This Rowlandson watercolour came up for sale in the south of England last week. I had been planning to leave a bid for it myself but, what with one thing and another, never got around to it. It didn’t actually matter in the end, as the final hammer price of £2,900 was way above the amount I’d have been prepared to pay for it.

I’m not surprised the painting did so well, it ticks a number of collecting boxes in terms of subject matter (naval), place (central London) and provenance (formerly part of the C.J.W. Winter collection), which were always likely to bump the price up above the original £400 – £600 estimate.

The picture has been signed by Rowlandson (bottom right) and carries the title Tower Stairs (bottom left) indicating that it was painted from the north bank of the Thames near the Tower of London.

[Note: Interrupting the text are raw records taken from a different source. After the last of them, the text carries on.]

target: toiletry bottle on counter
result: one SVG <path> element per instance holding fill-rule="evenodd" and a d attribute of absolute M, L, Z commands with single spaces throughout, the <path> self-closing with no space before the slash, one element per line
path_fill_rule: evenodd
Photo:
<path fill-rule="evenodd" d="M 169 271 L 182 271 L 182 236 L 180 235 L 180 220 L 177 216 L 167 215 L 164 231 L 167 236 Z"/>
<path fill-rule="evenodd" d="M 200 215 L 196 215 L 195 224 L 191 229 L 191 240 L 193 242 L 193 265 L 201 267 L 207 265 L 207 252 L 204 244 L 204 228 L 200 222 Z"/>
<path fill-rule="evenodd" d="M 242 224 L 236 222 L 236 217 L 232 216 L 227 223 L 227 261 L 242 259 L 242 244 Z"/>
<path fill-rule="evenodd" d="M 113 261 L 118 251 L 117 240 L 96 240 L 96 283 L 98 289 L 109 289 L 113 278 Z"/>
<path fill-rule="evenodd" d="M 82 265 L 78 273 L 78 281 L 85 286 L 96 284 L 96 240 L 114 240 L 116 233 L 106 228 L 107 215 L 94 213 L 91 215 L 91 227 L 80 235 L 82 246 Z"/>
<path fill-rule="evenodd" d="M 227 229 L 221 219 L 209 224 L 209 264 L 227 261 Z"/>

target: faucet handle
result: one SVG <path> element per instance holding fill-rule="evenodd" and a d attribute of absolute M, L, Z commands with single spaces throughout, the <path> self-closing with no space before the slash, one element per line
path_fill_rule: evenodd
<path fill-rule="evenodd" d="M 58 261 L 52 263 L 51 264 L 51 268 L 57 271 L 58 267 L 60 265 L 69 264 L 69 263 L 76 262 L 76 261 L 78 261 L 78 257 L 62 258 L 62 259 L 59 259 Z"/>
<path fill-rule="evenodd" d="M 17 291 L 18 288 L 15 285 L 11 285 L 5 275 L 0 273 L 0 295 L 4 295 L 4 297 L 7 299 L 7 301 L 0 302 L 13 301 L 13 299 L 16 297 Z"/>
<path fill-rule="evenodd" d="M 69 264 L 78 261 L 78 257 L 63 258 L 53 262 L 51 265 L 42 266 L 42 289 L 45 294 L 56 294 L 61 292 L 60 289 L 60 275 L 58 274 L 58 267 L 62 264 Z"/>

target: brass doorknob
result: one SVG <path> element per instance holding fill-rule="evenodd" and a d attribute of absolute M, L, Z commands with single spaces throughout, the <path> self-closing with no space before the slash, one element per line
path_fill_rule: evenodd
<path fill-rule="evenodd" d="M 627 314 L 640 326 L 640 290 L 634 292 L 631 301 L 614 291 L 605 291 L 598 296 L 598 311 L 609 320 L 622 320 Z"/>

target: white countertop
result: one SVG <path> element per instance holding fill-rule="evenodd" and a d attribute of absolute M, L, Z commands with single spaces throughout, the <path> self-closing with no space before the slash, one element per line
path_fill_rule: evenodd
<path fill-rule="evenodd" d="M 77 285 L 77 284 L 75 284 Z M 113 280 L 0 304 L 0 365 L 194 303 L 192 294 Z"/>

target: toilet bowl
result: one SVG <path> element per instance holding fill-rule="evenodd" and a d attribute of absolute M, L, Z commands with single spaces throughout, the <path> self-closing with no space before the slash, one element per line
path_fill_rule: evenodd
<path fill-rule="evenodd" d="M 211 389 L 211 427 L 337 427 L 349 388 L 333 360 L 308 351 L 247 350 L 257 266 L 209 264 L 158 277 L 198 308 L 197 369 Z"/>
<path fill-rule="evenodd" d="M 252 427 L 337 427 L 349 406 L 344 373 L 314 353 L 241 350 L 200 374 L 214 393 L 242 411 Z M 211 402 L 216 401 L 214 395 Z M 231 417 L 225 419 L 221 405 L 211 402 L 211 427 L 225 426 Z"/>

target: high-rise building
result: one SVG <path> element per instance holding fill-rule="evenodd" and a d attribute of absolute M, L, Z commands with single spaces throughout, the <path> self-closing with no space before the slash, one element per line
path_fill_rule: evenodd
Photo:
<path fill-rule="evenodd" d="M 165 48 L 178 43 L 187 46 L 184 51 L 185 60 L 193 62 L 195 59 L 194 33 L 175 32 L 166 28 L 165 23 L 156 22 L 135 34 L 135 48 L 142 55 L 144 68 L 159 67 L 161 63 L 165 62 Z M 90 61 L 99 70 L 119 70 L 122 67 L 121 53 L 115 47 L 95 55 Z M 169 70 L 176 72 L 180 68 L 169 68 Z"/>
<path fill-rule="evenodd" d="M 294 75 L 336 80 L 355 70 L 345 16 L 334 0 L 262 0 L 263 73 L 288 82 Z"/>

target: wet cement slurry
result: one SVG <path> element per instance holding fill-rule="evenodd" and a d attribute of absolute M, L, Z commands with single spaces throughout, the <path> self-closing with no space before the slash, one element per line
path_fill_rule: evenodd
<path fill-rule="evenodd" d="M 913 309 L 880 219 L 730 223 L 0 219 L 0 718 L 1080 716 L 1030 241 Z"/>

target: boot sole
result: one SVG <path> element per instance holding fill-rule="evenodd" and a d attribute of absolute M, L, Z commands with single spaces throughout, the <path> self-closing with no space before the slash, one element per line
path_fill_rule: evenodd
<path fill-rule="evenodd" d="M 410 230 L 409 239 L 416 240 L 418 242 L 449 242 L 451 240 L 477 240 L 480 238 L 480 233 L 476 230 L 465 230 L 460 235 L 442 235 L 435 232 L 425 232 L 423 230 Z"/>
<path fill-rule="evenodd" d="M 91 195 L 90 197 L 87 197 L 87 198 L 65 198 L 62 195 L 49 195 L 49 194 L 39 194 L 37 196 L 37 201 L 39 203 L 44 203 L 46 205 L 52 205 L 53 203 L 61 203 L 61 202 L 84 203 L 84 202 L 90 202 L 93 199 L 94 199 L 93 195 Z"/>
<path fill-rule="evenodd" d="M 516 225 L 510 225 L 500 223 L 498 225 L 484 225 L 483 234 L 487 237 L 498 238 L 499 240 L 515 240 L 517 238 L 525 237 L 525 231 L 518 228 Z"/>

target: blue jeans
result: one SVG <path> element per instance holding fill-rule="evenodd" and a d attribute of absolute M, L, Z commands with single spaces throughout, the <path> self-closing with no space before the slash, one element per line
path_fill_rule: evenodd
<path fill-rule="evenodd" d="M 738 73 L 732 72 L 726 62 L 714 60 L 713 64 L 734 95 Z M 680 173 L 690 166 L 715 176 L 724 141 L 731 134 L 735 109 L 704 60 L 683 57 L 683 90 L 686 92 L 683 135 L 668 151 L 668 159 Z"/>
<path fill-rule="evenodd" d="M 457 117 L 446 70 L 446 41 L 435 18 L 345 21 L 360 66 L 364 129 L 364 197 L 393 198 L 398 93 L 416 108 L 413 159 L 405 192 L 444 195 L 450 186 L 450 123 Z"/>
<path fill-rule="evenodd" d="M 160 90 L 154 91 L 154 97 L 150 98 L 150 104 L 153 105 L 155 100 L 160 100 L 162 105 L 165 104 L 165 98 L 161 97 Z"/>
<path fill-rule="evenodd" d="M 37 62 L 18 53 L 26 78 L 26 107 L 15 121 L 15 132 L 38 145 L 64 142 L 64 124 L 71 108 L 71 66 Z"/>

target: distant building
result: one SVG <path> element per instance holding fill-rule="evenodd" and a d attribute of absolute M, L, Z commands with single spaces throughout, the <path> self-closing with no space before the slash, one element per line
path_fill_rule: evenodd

I must admit that I have been unable to identify the ship in the picture, or work out precisely what is being done to it. The presence of gun-ports in the side of the hull indicate that it is (or was due to become) a Royal Navy vessel which was presumably being laid-up at the Blackwall shipyards.

I count 11 gun-ports on this side of the vessel, meaning a 22 gun-rating in total. The Royal Navy only built around a dozen or so 22 gun frigates during the course of the Napoleonic War, which were all launched between 1806 and 1812, so this may help narrow the possible date of the painting down a bit. I’d be interested to hear from anyone who can throw any more light on the contents of the picture in the comments section below.